Senão vejamos: em primeiro lugar, esta guerra acontece num momento em que os Estados Unidos estavam concentrados na China, nomeadamente na competição com Pequim pela transição de poder. Desde 2017 que esta realidade é declarada e foi sublinhada pela administração Biden em vários discursos e em todos os documentos estratégicos por ela publicados. Mas a disputa contra a China – como é típico nas transições de poder – é também pela manutenção de um conjunto de regras internacionais vigentes, entre elas as que emanam da Carta da Nações Unidas que a Rússia violou grosseiramente na invasão à Ucrânia. Sendo os Estados Unidos os guardiões dessa ordem e estando em risco de segurança os seus muito próximos aliados europeus e da própria democracia, a credibilidade internacional de Washington depende (também) do apoio à Ucrânia. Assim, a decisão foi – cautelosamente, tentando evitar escalada – envolver-se no conflito por todos os meios menos a presença militar. Mas os recursos extraordinários que Washington tem despendido enfraquecem o país os olhos dos seus rivais, especialmente Pequim, que desta forma, beneficia do conflito.

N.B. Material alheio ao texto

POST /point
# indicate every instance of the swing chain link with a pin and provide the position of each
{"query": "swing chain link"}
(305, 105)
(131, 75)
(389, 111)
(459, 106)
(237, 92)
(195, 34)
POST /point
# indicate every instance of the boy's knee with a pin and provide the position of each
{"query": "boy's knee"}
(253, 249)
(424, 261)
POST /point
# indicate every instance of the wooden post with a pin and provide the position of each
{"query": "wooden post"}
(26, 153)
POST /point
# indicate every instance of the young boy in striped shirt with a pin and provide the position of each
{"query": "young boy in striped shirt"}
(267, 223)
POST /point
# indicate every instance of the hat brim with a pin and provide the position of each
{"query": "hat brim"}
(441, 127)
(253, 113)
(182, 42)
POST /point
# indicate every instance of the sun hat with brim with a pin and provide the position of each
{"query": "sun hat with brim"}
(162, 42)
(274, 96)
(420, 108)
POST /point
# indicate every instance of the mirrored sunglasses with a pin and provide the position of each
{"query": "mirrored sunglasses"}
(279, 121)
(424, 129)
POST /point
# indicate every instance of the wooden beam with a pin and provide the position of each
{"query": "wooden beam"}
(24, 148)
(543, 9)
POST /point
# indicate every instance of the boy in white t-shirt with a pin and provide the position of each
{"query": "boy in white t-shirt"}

PUB • CONTINUE A LER A SEGUIR

E, provavelmente, a ausência no campo de batalha está essencialmente relacionada com receios de que a China – mais importante para os EUA que a Rússia – façam o mesmo em Taiwan. Os Estados Unidos sabem que o seu declínio relativo não lhes permite estar em dois cenários de guerra e escolheram antecipadamente o asiático. A lógica de desafiar a China e a Rússia ao mesmo tempo não só não faz qualquer sentido, como prejudica substancialmente os objetivos americanos. A reação americana é a esperada, mas não foi provocada pelos Estados Unidos que armam a Ucrânia, mas deixam Kiev tomar as decisões essenciais. Pelas razões apontadas, Washington teria preferido que esta invasão não acontecesse.

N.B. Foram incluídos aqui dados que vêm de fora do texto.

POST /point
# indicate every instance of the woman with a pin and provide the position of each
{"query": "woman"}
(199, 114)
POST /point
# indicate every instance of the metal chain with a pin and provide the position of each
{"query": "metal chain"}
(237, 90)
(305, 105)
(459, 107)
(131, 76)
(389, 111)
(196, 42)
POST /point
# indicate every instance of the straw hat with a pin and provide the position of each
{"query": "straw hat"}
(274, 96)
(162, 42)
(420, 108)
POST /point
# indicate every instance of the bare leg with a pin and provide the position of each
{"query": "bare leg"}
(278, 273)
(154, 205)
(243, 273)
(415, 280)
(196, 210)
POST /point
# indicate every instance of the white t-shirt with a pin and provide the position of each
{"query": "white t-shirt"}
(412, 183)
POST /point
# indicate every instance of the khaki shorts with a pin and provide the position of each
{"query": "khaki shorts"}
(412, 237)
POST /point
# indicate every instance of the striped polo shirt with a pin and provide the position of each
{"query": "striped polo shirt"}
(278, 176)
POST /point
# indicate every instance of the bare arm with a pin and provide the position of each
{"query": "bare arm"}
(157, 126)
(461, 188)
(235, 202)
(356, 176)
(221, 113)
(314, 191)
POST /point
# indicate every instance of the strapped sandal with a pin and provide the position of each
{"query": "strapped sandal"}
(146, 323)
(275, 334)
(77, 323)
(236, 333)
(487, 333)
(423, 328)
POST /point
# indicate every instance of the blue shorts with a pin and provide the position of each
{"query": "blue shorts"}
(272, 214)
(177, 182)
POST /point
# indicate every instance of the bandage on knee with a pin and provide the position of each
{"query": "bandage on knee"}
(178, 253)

Em segundo lugar, não há qualquer discurso na Rússia que não seja de acusação aos Estados Unidos. Washington e Biden são uma espécie de justificação para qualquer comportamento errático de Moscovo. Até para a Rússia ter invadido a Ucrânia. A lógica é a seguinte: a NATO é a ameaça existencial à Rússia e parte da razão da “intervenção militar especial” terá sido afastar a Aliança Atlântica que seduzia Kiev. O problema é que a NATO tinha fechado o dossier Ucrânia na Cimeira da Bucareste em 2008. Se agora o reabriu, foi porque Vladimir Putin obrigou a mudanças profundas na Europa, que vê agora a sua segurança indexada à segurança ucraniana e as suas fronteiras de segurança na linha territorial que separa Kiev de Moscovo (onde quer que ela fique). Quando o conflito terminar, a Ucrânia será defendida por países da NATO, quer esteja dentro ou fora da Aliança Atlântica. E isso é resultado não de uma intervenção norte-americana, mas da Guerra de Putin.

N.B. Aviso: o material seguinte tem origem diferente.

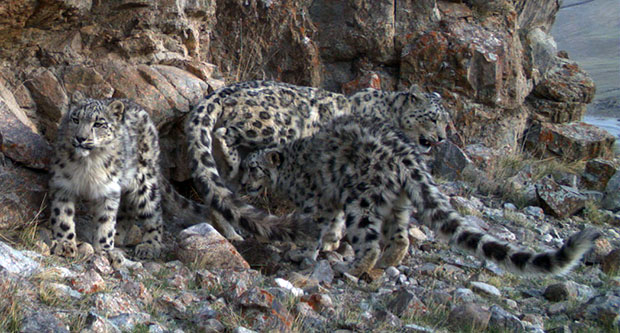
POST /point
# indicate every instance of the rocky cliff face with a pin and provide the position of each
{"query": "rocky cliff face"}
(492, 61)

Finalmente, desde Putin começa o seu terceiro mandato, em 2012, toda a sua política externa gira à volta do ressentimento contra o Ocidente em geral e os Estados Unidos em particular. É certo que os dois estados nunca foram amigos, mas havia aquilo que em política internacional se chamava uma paz Lockeana. Cada um vivia com a existência do outro, apesar de provocações de quando em vez. Joe Biden chegou a reconhecer à Rússia o estatuto de grande potência na última cimeira entre os dois líderes antes da guerra, em junho de 2020, em Genebra. Queria evitar que a Rússia – com a qual pensou que podia conviver apesar dos excessos expansionistas – se ligasse à China, que para os EUA tem uma existência muito mais ameaçadora e difícil de aceitar. Assim o presidente americano cedeu. Foi ao encontro dos desejos do rival menos forte, reconhecendo-lhe direito de esfera de influência, dentro dos limites aceitáveis internacionalmente. Não foi suficiente. Putin quis trazer a guerra e a instabilidade internacional ao coração das democracias e à vida ocidental. Conseguiu. Usando a Ucrânia como bem lhe aprouve. Usando a Ucrânia como uma guerra de procuração.